Akuisisi Tiga Fintech Terganjal, GoJek Harus Izin Bank Indonesia
Proses akuisisi perusahaan financial technology (fintech) yang dilakukan oleh penyelenggara jasa sistem pembayaran seperti Go-Jek harus dilaporkan ke Bank Indonesia. Otoritas moneter ini pun harus memberi persetujuan, sebelum aksi korporasi dilakukan.
"Agar pengawasan sistem pembayaran dapat berjalan efektif," kata Direktur Eksekutif Departemen Komunikasi BI, Agusman dalam keterangan pers di Jakarta, Sabtu, 16 Desember 2017.
Agusman menambahkan, perizinan tersebut "Juga untuk memastikan kegiatan tersebut memperhatikan keamanan sistem, perlindungan konsumen, dan keamanan nasional."
Dalam proses akuisisi yang dilakukan Go-Jek untuk mengembangkan Go-Pay, kata Agusman, BI juga akan melakukan penelitian lebih lanjut sebelum memberikan lampu hijau. Penelitian yang dilakukan adalah berupa pendalaman dari sudut teknologi informasi, persyaratan dokumen, maupun aspek operasional lainnya.
(Baca juga: Panasnya Persaingan Uang Elektronik GoJek dan Grab Jelang Tutup Tahun)
Agusman mengatakan, ketentuan ini tidak hanya berlaku bagi Go-Jek. "Tapi untuk setiap rencana pengambilalihan saham yang akan dilakukan oleh penyelenggara sistem pembayaran, baik untuk pengembangan bisnis maupun pengembangan inovasi," tuturnya.
Meski melakukan pengawasan berlapis, BI menyatakan tetap mendukung kemajuan teknologi dan inovasi, khususnya dalam ekonomi digital. Namun sebagai otoritas sistem pembayaran, kata Agusman, BI tetap mengedepankan aspek perlindungan konsumen dan iklim usaha yang sehat.
"Tujuannya agar industri teknologi finansial mampu mendukung perekonomian nasional," katanya.

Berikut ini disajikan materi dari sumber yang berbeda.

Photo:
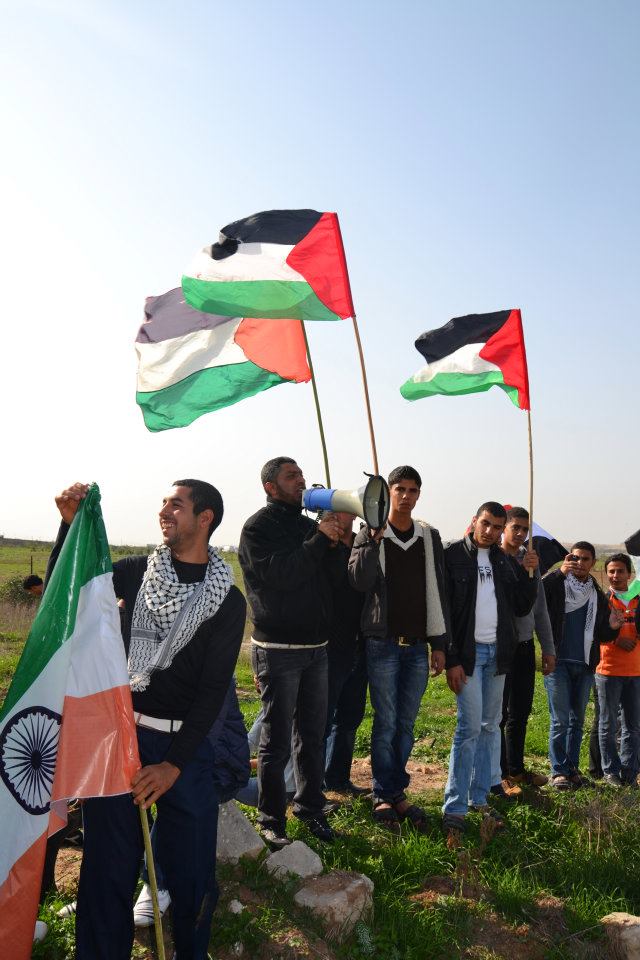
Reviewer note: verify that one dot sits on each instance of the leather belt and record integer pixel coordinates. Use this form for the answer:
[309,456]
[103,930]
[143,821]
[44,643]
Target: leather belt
[156,723]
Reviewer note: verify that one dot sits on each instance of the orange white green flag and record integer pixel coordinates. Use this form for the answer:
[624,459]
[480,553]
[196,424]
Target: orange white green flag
[66,727]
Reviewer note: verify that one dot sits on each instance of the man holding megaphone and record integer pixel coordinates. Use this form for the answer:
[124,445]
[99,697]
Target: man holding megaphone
[400,567]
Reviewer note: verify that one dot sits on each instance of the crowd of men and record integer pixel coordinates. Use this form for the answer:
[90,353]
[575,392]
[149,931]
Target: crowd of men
[331,614]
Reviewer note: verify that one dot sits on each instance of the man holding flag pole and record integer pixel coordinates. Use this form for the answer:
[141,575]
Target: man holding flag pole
[183,627]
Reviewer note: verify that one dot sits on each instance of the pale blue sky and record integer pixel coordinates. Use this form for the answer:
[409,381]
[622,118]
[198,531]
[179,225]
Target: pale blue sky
[480,156]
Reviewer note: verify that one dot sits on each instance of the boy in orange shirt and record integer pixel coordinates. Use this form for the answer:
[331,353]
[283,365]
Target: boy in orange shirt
[618,680]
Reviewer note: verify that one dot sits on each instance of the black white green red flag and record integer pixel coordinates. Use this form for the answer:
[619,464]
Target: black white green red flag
[275,264]
[66,727]
[191,363]
[471,354]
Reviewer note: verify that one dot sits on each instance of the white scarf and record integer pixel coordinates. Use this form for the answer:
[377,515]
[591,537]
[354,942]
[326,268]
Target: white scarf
[167,613]
[576,594]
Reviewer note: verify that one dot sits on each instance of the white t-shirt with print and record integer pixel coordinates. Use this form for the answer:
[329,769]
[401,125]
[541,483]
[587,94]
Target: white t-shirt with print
[486,604]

Go-Jek pekan lalu baru mengumumkan akuisisi terhadap tiga fintech yakni Midtrans, Kartuku, dan Mapan. Sebelum itu, Go-Jek juga mengakuisisi PT MVCommerce (PT Dompet Anak Bangsa) pada akhir 2016 lalu dan menggunakan lisensi penerbitan uang elektroniknya, yakni PonselPay untuk mengembangkan Go-Pay.
Sementara Grab yang merupakan pesaing Go-Jek, baru saja menggandeng PT Visionet Internasional agar dapat menggunakan lisensi uang elektronik OVO untuk kembali menghidupkan GrabPay. Grab juga bekerja sama dengan PayTren milik Yusuf Mansur untuk memperluas daya jangkau masyarakat.
(Baca juga: GrabPay Bisa Diisi Ulang Lagi setelah Gandeng E-Money OVO Milik Lippo)
Peraturan Bank Indonesia Nomor 40 Tahun 2016 tentang penyelenggaraan pemrosesan transaksi pembayaran mengatur pihak-pihak yang terlibat dalam proses transaksi pembayaran. Selain permohonan izin untuk menjadi Penyelenggara Jasa Sistem Pembayaran (PJSP), pengembangannya juga perlu izin.
Dalam regulasi itu disebutkan, permohonan dan persetujuan diwajibkan bagi pihak-pihak yang telah memperoleh izin sebagai penyelenggara jasa sistem pembayaran dan akan melakukan kegiatan pengembangan jasa sistem pembayaran, pengembangan produk dan aktivitas jasa pembayaran, dan/atau melakukan kerja sama dengan pihak lain.
Menurut PBI 40/2016, penyelenggara dompet elektronik yang wajib memperoleh izin atau persetujuan dari BI adalah penyelenggara dengan pengguna aktif minimal 300 ribu orang. Namun, jika penggunanya berada di bawah angka tersebut, penyelenggara harus menyampaikan laporan kegiatan penyelenggaraan kepada BI.
Izin penyelenggaran BI pun bisa dialihkan izin dari BI. Sebelum izin berlaku, pihak yang telah melakukan kegiatan pengalihan dan penyelenggaran wajib untuk mengajukan izin dalam waktu maksimal 6 bulan.